When Teresa Hodge entered prison to serve a seventy-month sentence for a white collar conviction, she was determined not to let it ruin the successful life she had worked so hard to build. She immediately began to focus on what her life would be when she returned to the outside – and she was not alone. Her daughter, Laurin Hodge, who had recently graduated from Johns Hopkins University, became her close collaborator and together they developed a business plan for a new and unique not-for-profit organization. “We decided that the way we would maintain our relationship and stay relevant in one another’s lives while I was away was to build an organization together,” Teresa explains. “When an individual goes to prison, their families go to prison too. Laurin and I wanted to make the experience count.”

Today, Laurin is the Executive Director and Teresa is the Director of Innovation & Strategy of Project Launch, Inc., a Washington, D.C.-based organization focused on making the reentry process safer and more efficient through technology. “By holding a series of talking sessions with service providers in the D.C. area, we learned that they were underutilizing new technologies that had the capacity to make re-entry much less stressful and time-consuming for returning citizens. So we organized the tech community to build a tool that providers can use in an open source manner. We’re currently beta-testing the new software and hope to make it available soon.” The software, called “Clean Slate D.C.,” will be able to answer returning citizens’ questions about record expungement in a matter of minutes. And it is just a beginning.
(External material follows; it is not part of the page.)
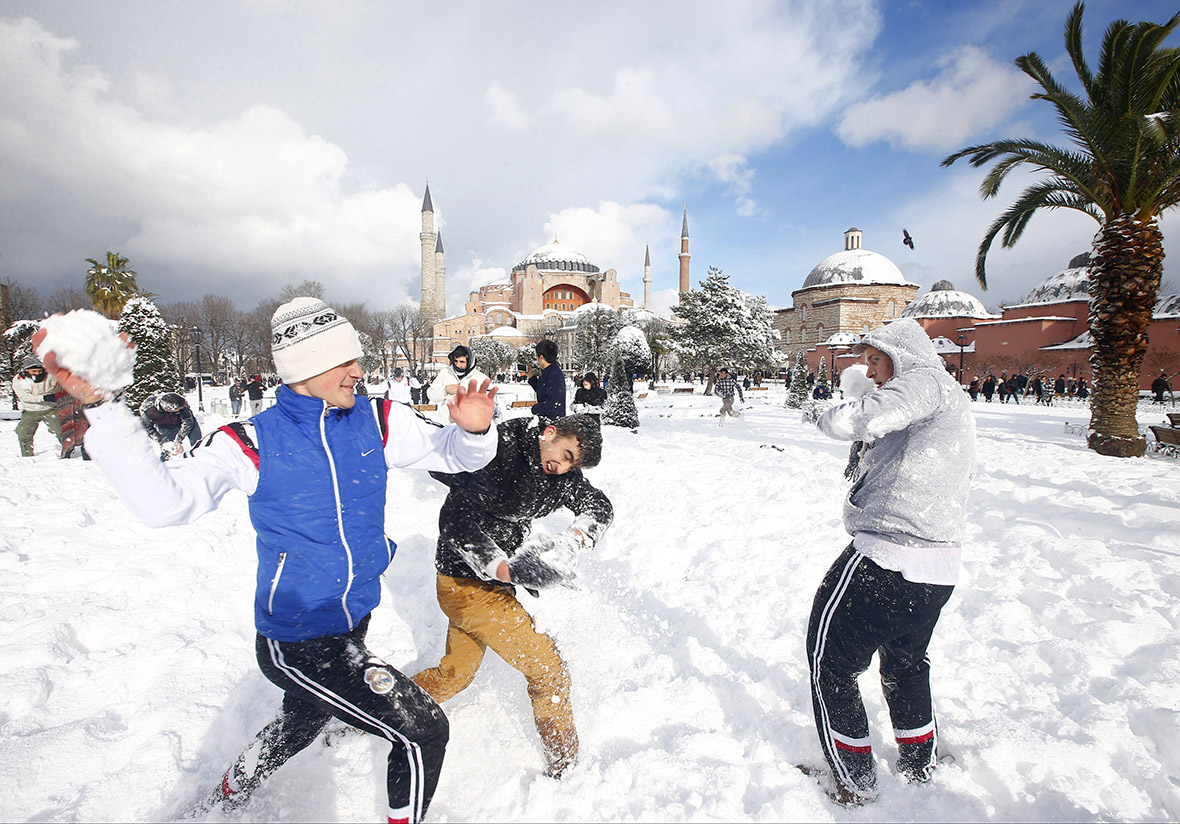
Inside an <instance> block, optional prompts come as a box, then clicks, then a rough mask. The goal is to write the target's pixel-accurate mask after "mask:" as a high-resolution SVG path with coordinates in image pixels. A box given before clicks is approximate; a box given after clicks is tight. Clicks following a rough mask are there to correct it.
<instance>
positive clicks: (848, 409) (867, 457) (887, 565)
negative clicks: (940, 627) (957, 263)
mask: <svg viewBox="0 0 1180 824" xmlns="http://www.w3.org/2000/svg"><path fill="white" fill-rule="evenodd" d="M857 348H858V351H860V352H864V354H865V361H866V364H867V365H868V371H867V377H868V378H871V379H872V380H873V381H874V382H876V384H877V386H878V388H877V390H874V391H872V392H870V393H868V394H866V395H865V397H864V398H860V399H857V400H852V401H848V403H845V404H841V405H839V406H835V407H834V408H832V410H830V411H827V412H826V413H825V414H824V416H822V417H821V418H820V419H819V421H818V426H819V427H820V430H822V431H824V433H825V434H827V436H830V437H832V438H837V439H840V440H852V442H861V443H863V447H861V449H860V450H859V465H858V466H857V467H855V470H854V471H853V473H852V478H853V484H852V489H851V490H848V497H847V499H846V501H845V503H844V525H845V529H846V530H847V531H848V534H850V535H852V543H851V544H850V545H848V548H847V549H845V550H844V552H843V554H841V555H840V557H839V558H838V560H837V561H835V563H834V564H833V565H832V568H831V569H830V570H828V573H827V575H826V576H825V577H824V581H822V583H821V584H820V587H819V591H817V593H815V601H814V603H813V606H812V614H811V621H809V623H808V627H807V659H808V665H809V667H811V687H812V704H813V708H814V712H815V727H817V730H818V732H819V738H820V745H821V746H822V748H824V756H825V757H826V758H827V761H828V764H830V766H831V769H832V776H833V778H834V787H833V792H832V796H833V798H834V799H835V800H837V802H839V803H841V804H846V805H858V804H863V803H865V802H867V800H871V799H872V798H874V796H876V787H877V774H876V765H874V761H873V757H872V750H871V747H870V739H868V719H867V715H866V714H865V707H864V704H863V701H861V699H860V691H859V688H858V686H857V676H858V675H860V674H861V673H863V672H865V671H866V669H867V668H868V663H870V660H871V659H872V655H873V653H879V656H880V678H881V687H883V689H884V692H885V701H886V704H887V705H889V711H890V718H891V720H892V722H893V734H894V737H896V739H897V743H898V760H897V769H898V771H899V772H900V773H902V774H904V776H905V777H906V778H907V779H909V780H911V782H925V780H927V779H929V778H930V776H931V772H932V771H933V769H935V766H936V765H937V751H936V747H937V744H938V740H937V728H936V724H935V711H933V704H932V700H931V695H930V661H929V660H927V659H926V647H927V646H929V643H930V637H931V634H932V633H933V629H935V624H936V623H937V621H938V615H939V612H940V610H942V608H943V606H944V604H945V603H946V601H948V600H949V599H950V596H951V591H952V590H953V588H955V583H956V582H957V580H958V568H959V556H961V552H962V542H963V535H964V530H965V527H966V497H968V490H969V488H970V485H971V479H972V477H974V475H975V420H974V419H972V417H971V411H970V403H969V401H968V398H966V394H964V392H963V390H962V388H961V387H959V386H958V385H957V382H956V381H955V379H953V378H951V377H950V375H949V374H948V373H946V368H945V366H944V364H943V360H942V358H940V357H939V355H938V353H937V352H935V347H933V344H931V341H930V338H929V336H927V335H926V333H925V331H924V329H923V328H922V326H920V325H918V322H917V321H915V320H911V319H904V320H898V321H894V322H893V323H890V325H889V326H885V327H881V328H879V329H874V331H872V332H870V333H868V334H867V335H865V338H864V340H863V341H861V342H860V344H859V345H858V347H857Z"/></svg>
Teresa says that JustLeadershipUSA’s Leading with Conviction training has been invaluable. “Everyone who knows me can see the difference since the trainings. I was passionate and committed before, but I didn’t have a team of people around me to encourage me and give me that extra edge.” She likens the experience to going to a gas station: “I had the car, but I needed the gas. It’s very exciting to be around other people doing this work, people who are willing to stand up and boldly tell their stories. For me it has been empowering and uplifting to find a family who I can talk to and who understand as only those who have been through the prison experience can.”